Pressentiment sur une fin : Sur Venise dans Corinne (article japonais), “Literature and Gender, Women’s Studies Center, Osaka Prefecture University, pp.15-29, 2015
Nous étudierons d’abord les sujets de Corinne ou l’Italiepublié par Mme de Staël en 1807. Puis nous nous pencherons sur l’épisode de Venise, point culminant de la seconde moitié du roman, et dernière épisode de l’idylle italienne.

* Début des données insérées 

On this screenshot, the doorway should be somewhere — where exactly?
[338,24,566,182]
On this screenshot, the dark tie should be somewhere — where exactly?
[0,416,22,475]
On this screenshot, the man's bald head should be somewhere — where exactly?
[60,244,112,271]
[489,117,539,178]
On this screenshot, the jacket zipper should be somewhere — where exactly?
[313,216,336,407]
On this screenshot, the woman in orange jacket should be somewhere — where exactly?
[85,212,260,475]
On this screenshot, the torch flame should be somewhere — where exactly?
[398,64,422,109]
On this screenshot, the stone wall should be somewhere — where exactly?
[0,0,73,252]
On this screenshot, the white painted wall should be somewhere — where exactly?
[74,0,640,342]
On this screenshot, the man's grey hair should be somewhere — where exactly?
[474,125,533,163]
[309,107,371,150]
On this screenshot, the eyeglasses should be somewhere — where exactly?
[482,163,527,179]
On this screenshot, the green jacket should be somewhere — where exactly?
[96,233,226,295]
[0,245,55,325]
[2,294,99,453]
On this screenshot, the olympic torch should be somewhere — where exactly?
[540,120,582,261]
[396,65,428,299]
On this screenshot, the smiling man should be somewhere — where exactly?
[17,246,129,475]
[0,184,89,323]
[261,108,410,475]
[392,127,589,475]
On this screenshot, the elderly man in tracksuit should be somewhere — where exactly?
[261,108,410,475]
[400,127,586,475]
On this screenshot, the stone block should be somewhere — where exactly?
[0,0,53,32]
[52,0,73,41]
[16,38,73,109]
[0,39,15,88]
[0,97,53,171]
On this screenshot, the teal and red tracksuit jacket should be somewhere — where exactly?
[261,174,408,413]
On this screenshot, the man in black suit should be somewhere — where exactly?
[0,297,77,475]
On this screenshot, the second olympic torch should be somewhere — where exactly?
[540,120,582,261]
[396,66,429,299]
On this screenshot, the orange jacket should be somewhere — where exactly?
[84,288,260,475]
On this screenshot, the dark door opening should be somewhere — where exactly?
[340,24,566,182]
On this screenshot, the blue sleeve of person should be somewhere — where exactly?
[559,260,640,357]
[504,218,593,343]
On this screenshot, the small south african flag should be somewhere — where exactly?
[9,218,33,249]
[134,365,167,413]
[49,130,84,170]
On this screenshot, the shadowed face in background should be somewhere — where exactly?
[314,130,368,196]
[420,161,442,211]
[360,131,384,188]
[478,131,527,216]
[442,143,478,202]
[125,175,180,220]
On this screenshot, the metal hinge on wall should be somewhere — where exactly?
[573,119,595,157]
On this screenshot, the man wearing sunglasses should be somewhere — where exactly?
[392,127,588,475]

C’est en 1805 que Mme de Staël visita Venise, qui était déjà sous occupation autrichienne. La même année, Napoléon fut couronné roi de Rome, et l’on vit son pouvoir s’étendre sur toute l’Italie. La Mme de Staël de 1805 s’était renseignée auprès d’allemands qui connaissaient bien l’Italie, afin de compléter ses propres connaissances sur ce pays. Elle était donc dans une situation où elle pouvait juger de manière suffisamment lucide le passé récent de l’Italie. L’année 1795 est celle où bien des Italiens commencèrent à entendre prononcer le nom du Général Bonaparte et, pour la République de Venise, c’était une année où l’on menait encore une vie tranquille, alors que les présages d’un effondrement dans les deux ans apparaissaient. Non seulement point de rencontre entre nord et sud, la Venise de 1795 était le lieu où se rencontraient l’est et l’ouest, se situant littéralement sur la frontière entre terre et mer. Dans Corinne, cette ville correspondait donc mieux que Rome, Naples, ou Florence, comme lieu de séparation pour les amants ainsi que comme lieu de pressentiment d’une fin proche. Enfin, Venise était aussi la ville qui convenait le mieux à Mme de Staël pour faire part de ses considérations sur la république, et développer ses idées sur la situation du peuple et des femmes.